大空町は2006年に東藻琴村女満別町が合併してできた村である。両者の集落は離れており同質性は薄い。
北海道の居住者は御存知であろうが、人々の集落はそれこそ「点と線」で結ばれている。
集落⇔道路=森=道路⇔集落という感じであり、RPGのように村と道路が明確に区別される。
文化的一体感を醸成するには、町民意識の形成が必要であり、それには歴史学習が必要となる。
東藻琴も女満別も網走から分離独立したため元々は一つであった。
女満別はマッチ軸の製材を自治体の起源としており、東藻琴は開拓団の入植をそれに求めている。
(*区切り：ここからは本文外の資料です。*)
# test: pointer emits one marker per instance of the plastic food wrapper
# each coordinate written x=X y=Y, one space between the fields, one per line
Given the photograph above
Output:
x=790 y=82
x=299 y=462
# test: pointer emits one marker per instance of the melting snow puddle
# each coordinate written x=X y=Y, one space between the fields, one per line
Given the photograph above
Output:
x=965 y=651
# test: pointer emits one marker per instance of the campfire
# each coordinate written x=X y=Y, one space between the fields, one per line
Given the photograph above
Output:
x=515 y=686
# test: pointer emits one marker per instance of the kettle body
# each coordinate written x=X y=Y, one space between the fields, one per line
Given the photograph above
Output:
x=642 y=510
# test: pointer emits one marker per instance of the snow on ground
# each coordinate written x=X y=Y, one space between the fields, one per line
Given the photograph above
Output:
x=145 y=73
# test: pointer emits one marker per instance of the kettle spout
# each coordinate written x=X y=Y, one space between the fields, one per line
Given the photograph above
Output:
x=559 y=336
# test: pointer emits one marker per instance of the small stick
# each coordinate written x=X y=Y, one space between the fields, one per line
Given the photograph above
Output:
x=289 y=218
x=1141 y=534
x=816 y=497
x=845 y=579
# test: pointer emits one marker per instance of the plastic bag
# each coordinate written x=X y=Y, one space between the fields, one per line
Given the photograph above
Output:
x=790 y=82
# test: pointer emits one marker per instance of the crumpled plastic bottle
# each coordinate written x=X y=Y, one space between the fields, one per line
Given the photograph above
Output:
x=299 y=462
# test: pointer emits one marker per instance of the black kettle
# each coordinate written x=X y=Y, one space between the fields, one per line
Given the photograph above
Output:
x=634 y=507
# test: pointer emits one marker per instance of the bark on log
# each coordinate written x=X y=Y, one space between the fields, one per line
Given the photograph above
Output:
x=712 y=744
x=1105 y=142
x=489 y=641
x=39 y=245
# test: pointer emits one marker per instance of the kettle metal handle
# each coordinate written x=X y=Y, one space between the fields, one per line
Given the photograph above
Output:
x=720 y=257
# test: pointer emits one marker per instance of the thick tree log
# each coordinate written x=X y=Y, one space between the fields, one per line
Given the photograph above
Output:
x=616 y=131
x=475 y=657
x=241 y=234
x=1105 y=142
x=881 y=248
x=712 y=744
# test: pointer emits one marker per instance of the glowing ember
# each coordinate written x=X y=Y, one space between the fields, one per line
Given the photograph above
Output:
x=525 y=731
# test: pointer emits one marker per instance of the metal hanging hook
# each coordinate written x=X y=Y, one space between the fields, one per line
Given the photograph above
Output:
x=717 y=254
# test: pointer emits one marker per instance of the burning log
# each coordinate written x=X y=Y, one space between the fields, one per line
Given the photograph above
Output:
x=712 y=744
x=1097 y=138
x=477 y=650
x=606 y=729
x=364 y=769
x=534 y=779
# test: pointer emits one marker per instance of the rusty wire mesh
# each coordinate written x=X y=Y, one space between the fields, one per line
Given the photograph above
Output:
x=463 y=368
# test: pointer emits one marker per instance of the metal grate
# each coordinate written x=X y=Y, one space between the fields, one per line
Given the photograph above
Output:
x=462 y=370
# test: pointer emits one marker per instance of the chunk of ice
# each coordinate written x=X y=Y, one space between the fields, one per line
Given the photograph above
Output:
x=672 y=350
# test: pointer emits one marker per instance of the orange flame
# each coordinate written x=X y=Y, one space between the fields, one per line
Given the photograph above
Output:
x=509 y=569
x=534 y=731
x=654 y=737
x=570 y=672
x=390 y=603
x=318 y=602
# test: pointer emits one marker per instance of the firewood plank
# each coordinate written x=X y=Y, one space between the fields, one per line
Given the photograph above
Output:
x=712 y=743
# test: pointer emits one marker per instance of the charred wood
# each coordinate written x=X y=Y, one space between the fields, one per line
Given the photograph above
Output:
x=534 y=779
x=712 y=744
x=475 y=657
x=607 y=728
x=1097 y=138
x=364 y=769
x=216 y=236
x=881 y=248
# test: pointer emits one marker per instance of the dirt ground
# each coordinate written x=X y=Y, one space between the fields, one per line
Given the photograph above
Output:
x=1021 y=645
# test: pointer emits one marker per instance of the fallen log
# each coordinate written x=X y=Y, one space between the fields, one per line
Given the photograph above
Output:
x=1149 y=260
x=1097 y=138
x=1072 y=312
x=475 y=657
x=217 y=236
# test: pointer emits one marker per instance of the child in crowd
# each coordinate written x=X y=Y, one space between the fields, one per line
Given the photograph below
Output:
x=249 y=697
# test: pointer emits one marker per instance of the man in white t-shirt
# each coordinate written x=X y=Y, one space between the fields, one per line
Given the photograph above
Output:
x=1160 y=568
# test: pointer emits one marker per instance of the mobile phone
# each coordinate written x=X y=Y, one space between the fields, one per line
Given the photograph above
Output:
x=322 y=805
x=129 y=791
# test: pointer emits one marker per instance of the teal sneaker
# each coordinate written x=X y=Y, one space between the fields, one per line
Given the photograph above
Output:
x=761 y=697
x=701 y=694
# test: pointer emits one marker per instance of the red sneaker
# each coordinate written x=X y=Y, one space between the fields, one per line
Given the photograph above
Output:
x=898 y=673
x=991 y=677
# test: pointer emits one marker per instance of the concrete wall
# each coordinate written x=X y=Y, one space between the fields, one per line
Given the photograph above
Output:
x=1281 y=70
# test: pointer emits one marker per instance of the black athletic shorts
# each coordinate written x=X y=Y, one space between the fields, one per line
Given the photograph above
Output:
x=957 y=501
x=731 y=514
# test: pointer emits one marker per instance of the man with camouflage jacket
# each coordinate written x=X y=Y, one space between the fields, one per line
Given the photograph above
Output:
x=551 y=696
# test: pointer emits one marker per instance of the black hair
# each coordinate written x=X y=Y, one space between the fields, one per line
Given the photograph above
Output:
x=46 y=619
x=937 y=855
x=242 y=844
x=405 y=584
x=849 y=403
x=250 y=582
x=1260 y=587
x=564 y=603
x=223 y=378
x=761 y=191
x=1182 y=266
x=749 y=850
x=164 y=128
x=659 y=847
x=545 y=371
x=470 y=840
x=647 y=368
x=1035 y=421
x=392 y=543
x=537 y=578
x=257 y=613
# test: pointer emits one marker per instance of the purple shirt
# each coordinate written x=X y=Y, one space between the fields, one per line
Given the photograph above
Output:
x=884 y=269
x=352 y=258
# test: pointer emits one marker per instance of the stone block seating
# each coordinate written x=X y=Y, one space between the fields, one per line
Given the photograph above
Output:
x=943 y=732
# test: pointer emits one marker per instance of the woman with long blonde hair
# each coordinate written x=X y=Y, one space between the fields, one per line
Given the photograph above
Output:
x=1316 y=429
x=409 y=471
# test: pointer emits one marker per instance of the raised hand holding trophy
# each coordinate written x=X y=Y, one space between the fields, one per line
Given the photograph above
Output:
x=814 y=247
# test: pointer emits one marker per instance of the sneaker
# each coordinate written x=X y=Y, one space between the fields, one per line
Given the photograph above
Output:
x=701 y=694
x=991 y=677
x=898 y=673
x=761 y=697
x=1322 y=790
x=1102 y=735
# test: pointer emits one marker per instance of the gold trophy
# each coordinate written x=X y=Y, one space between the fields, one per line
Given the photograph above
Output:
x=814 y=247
。
両者には殖民地区画の解放により入植が進んだという共通点がある。

東藻琴生涯学習センター郷土資料室

年表・東藻琴村営軌道

従来大空町には3つの郷土資料施設があった。それが女満別研修会館、東藻琴ふるさと資料館、山園ふるさとセンターである。このうち山園ふるさとセンターは倉庫と化しているため入室は出来ないとのこと(webでは町教委へ申請すれば見学できるかのように書かれてはいる)。またこれら3つの資料館から資料を厳選して新たに設置されたのが、東藻琴生涯学習センター郷土資料室であった。

展示は1階と2階に分かれており、1階は教室1個分、2階は教室2個分くらいの広さ。特に1階の民具の展示が気合い入っている。1階はドアを開けたすぐ横に町の概要と年表が掲載されており、その行政単位がどのような歴史を辿ったかと町の特徴を知ることができる(あくまでも概略程度だが)。メインとなるのは民具の解説であり、大空町学芸員さんが自作の3dカスタム少女のようなキャラを作っており、そのキャラを使って4コマ漫画を作りまくっているのである。と、いうか町の公式webにまで登場しており、よく管理職の決裁取れたな!というような感じである。あと民具については原本台帳から抜粋した情報と写真を載せて記録票として1頁にまとめ、それを製本台帳にして公開しているので、こういうのが必要なんだよなと思う。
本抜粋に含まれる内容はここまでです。